Jesus of Nazareth set Bartimaeus free by opening his eyes and inviting him to go his own way. So he could do the things he wanted to do for so long. When he wanted to do them. Yet Bartimaeus chose to stay and not to leave. Instead of using his newly restored eyesight to go out on his own, Bartimaeus chose to use his newly restored eyesight to follow the one who healed him. In other words, Bartimaeus decided to us his eyes not to serve his own purposes but to serve others in the name of Jesus…
Years later, the disciples would tell the story of Bartimaeus with a chuckle and a wink of their eyes. Knowing full well all the times when they were unable to see who Jesus was and what Jesus was trying to do in the world. The disciples missed seeing the real Jesus time and again in the Gospels, even when he was standing right in front of them. And here Bartimaeus the blind man knew exactly who the real Jesus was both before and after he was healed…
Bartimaeus stayed and soon followed Jesus on the way.

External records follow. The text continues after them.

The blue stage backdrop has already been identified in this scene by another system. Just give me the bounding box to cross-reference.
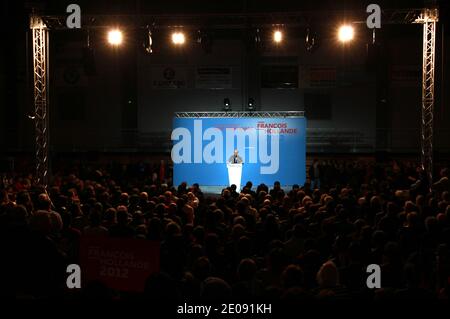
[171,116,306,187]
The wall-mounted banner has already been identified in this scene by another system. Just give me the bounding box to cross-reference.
[195,67,233,89]
[171,116,306,187]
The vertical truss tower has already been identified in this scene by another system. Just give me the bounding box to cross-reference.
[416,8,438,188]
[30,15,49,189]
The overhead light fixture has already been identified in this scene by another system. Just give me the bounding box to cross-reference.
[223,98,231,111]
[273,30,283,43]
[144,28,153,54]
[305,27,316,51]
[107,29,123,46]
[248,98,255,111]
[171,31,185,45]
[338,24,354,43]
[255,28,261,43]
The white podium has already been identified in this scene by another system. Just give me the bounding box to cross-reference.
[227,163,243,192]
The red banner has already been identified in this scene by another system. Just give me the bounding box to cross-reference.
[80,237,160,292]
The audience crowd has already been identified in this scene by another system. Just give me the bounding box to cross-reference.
[1,159,450,300]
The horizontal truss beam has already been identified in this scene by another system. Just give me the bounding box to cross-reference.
[174,111,304,118]
[41,9,425,30]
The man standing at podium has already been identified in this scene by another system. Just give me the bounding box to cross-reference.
[228,149,243,164]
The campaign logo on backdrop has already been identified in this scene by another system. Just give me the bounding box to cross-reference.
[171,117,306,187]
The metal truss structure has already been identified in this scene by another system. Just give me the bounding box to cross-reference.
[415,9,438,187]
[40,9,425,30]
[30,15,49,189]
[29,7,439,188]
[175,111,304,118]
[380,9,424,25]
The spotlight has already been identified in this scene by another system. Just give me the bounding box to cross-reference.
[254,28,261,43]
[144,28,153,54]
[273,30,283,43]
[172,32,185,45]
[338,24,354,43]
[223,98,231,111]
[107,29,123,46]
[305,27,316,51]
[248,98,255,111]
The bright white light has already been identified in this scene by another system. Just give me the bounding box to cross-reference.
[338,25,354,43]
[171,32,186,45]
[273,30,283,43]
[108,29,123,45]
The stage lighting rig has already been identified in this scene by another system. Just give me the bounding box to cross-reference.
[143,26,153,54]
[248,98,255,111]
[223,98,231,111]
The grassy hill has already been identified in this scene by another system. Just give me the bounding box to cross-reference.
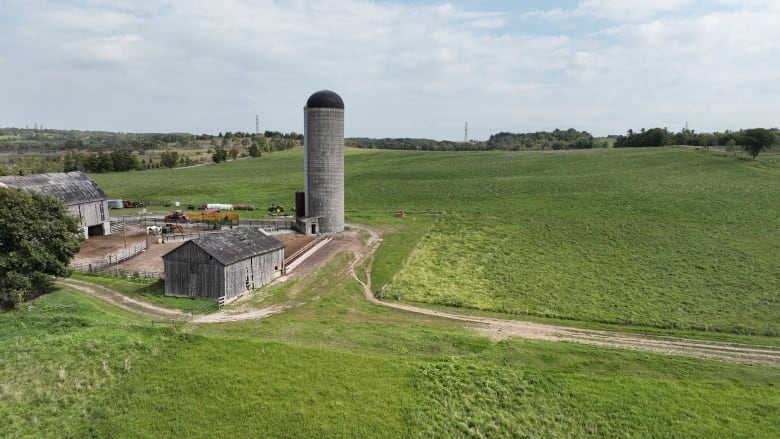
[3,145,779,437]
[93,147,780,336]
[2,262,779,437]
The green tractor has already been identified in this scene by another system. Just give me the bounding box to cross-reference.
[267,205,285,216]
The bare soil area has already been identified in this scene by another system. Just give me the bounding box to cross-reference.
[73,226,315,275]
[73,224,148,265]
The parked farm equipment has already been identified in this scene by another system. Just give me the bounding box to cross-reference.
[267,205,292,216]
[164,210,188,222]
[124,200,144,208]
[188,208,239,222]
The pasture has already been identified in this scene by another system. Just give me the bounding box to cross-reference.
[93,147,780,336]
[3,146,780,436]
[2,258,779,437]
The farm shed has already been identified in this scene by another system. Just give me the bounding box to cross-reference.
[162,228,285,301]
[0,171,110,239]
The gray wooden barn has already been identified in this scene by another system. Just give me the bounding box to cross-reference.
[162,228,285,301]
[0,171,110,239]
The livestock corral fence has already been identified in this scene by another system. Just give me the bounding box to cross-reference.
[69,241,154,276]
[100,267,164,280]
[115,216,295,231]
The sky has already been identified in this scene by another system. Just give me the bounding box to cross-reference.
[1,0,779,140]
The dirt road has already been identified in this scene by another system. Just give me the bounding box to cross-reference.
[57,278,189,321]
[60,225,780,367]
[346,225,780,367]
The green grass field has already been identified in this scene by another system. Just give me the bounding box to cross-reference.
[2,261,778,438]
[94,147,780,336]
[3,146,774,436]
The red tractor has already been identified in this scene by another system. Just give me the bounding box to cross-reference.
[164,210,188,223]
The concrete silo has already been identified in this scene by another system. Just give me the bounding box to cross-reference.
[303,90,344,234]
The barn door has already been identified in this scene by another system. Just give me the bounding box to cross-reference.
[188,275,198,297]
[189,264,199,297]
[246,259,255,290]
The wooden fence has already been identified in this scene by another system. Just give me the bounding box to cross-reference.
[94,267,164,280]
[115,216,295,231]
[69,241,148,274]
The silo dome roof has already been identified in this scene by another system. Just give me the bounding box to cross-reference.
[306,90,344,109]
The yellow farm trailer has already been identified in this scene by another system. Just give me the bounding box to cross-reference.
[188,209,240,222]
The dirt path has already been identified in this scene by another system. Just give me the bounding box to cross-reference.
[346,225,780,367]
[190,305,289,323]
[60,225,780,367]
[57,278,190,321]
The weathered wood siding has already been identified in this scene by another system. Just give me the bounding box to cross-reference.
[68,199,109,231]
[163,242,226,300]
[163,243,285,300]
[224,248,285,297]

Even when Jesus went to Jerusalem. Even when Jesus died on the cross. Even when most people had abandoned Jesus and turned their gaze away from him. Even when Jesus rose from the empty tomb and appeared to people who still doubted him and still could not see who he was. Bartimaeus stayed.
Two thousand years later, you and I tell the story of Bartimaeus to this day for the same reasons. Because seeing is hard work. We all have our blind spots. We all have things we’d rather not notice. We can all remember times when we turned away and averted our gaze because it was easier to pretend no one was there and nothing was happening.
But God needs people like you and me whose vision is courageous and whose hearts are trained to see the world through a lens of compassion and service and dedication. God needs people like you and me who are willing to see the world through the eyes of Jesus. God needs more people willing to be like Bartimaeus and fall in with every person who chooses to walk in Jesus’ footsteps. Amen.